Abstract

Mastitis is the most common serious and economical disease affecting the dairy industry. The current study aimed to determine the molecular characterization of K. pneumoniae isolated from buffaloes with clinical mastitis as well as determine the antimicrobial pattern and virulence associated genes. Out of examination one hundred and fifty dairy buffaloes at Beheria governorate, 57 (38%) showed clinical mastitis signs. All samples are submitted to bacteriological examination and confirmed by biochemical tests. The result showed that K.pneumoniae was identified in only five (8.7%).
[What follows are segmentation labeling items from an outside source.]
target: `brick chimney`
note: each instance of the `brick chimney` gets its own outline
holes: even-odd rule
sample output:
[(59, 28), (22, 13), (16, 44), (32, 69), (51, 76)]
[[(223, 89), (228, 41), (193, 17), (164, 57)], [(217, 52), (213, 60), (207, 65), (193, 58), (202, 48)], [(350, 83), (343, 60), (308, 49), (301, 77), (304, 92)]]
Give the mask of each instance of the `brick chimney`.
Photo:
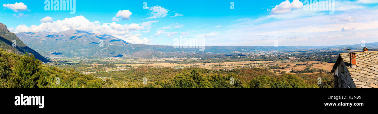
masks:
[(356, 53), (354, 52), (351, 52), (350, 54), (350, 64), (352, 68), (356, 68)]
[(367, 49), (366, 47), (364, 48), (364, 49), (363, 49), (364, 50), (364, 52), (369, 51), (369, 49)]

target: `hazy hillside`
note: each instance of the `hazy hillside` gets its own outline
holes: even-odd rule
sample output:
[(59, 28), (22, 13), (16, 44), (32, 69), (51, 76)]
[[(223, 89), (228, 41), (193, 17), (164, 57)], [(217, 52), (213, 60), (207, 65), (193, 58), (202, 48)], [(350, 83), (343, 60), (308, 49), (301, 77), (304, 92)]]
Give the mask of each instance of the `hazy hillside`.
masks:
[[(13, 40), (15, 41), (15, 47), (12, 46), (14, 43)], [(31, 53), (35, 56), (36, 58), (43, 62), (49, 61), (35, 51), (27, 46), (14, 33), (8, 30), (6, 25), (2, 23), (0, 23), (0, 48), (18, 55), (22, 55), (27, 52)]]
Regarding to the antibiogram profile, K. pneumoniae isolates exhibited high resistance pattern against Carbenicillin, Cefotaxime, Flumequine, Gentamicin, Kanamycin (100%) followed by Neomycin, Nitrofurantoin, Penicillin (80%) and Oxytetracycline, Sulfamethoxazole / trimethoprim (60%). Meanwhile, higher susceptibility to Ampicillin (100%), followed by Chloramphenicol, Colistin Sulphate, Erythromycin, and Streptomycin (80%). Molecular identification using the mPCR approach applied efficiently to detect the K. pneumoniae virulence genes (mrkA, mrkD, iutA) at 475, 226, 300bp respectively. In addition, the successfully detection of blaTEM and blaSHV for β lactams resistance genes at 516 and 392 bp. In conclusion, the phenotypic and genotypic resistance pattern of K. pneumoniae isolates indicates the portability of transmission of resistance genes through milk and food chain with public health concern.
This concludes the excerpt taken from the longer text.